Shahla Lahiji

Shahla Lahiji is an Iranian writer, translator, and director of the Roshangaran publication company. She is the first woman to found and run a publication company in Iran. Lahiji was one of 1Iranian writers and intellectuals put on trial for participating in a conference in Berlin in April 2000. Upon her return to Iran, she was arrested and tried by the Islamic Revolutionary Court for speaking out against the Islamic State’s policies toward women. She was convicted and sentenced to three years and six months in prison on charges of endangering national security and spreading propaganda against the state. Lahiji was released in June 2000 after she posted $60,000 in bail. In 2001 she received the PEN/Barbara Goldsmith Freedom to Write Award, and after her trial in January 2002, her sentence was reduced to six months, which was deemed already served. She continues to work and live in Tehran.  


Shahla Lahiji founded Roshangaran, Persian for “enlightened”, in 1983, and has since published hundreds of works, primarily by female writers. Lahiji is a prominent women’s right’s advocate, and in April 2000 she was one of 19 prominent cultural figures invited to participate in a conference at the Heinrich Böll Institute in Berlin. The event brought together Iranian writers and Iranians living in exile to debate political and social reform in Iran. After returning to Iran, the participants and three translators accused of helping to organize the event were detained and charged with endangering national security and other related crimes. 
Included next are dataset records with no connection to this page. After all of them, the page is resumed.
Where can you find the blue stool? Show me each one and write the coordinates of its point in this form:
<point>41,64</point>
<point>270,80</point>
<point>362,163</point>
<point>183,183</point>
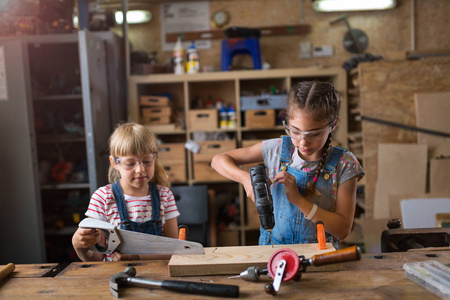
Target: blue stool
<point>234,46</point>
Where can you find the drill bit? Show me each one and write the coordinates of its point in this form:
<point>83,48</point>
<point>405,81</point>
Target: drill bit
<point>251,274</point>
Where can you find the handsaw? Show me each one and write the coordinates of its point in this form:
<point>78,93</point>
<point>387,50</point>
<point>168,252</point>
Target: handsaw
<point>130,242</point>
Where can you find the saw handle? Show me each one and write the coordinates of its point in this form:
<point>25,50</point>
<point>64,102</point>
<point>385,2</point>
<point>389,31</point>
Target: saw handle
<point>348,254</point>
<point>200,288</point>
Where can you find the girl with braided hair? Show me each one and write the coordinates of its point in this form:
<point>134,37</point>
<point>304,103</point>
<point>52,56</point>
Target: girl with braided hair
<point>312,179</point>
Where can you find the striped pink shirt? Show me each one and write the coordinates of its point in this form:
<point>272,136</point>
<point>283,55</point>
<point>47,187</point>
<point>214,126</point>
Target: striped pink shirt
<point>103,206</point>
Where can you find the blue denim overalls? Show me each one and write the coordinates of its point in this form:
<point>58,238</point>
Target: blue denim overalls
<point>151,227</point>
<point>291,226</point>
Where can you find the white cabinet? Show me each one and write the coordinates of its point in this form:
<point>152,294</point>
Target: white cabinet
<point>55,124</point>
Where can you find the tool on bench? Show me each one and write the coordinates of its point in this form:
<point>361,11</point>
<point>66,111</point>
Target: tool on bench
<point>127,279</point>
<point>6,270</point>
<point>286,265</point>
<point>263,197</point>
<point>130,242</point>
Lahiji was held in Evin Prison and interrogated for several months without access to her attorney, before being released on bail in June 2000. Trial proceedings against the conference participants began in October that year, first behind closed doors, and then, following widespread public protests, in 10 open sessions. The final verdict was returned in January 2002. Of the 19 intellectuals charged in connection with the Berlin conference, six were acquitted and 11 were sentenced to prison terms ranging from 4 to 14 years, though some have since been released, including prominent cleric and writer Hasan Yousefi Eshkevari. Shahla Lahiji had initially received a sentence of three years and six months in prison for acting against national security by participating in the conference, plus an additional six months for propaganda against the Islamic Republic for speaking out about the dangers facing writers in Iran. Her sentence was later reduced to six months.

Lahiji remains committed to publishing works by young, new voices that represent Iran. She remains a staunch supporter of women’s rights and critic of censorship in Iran.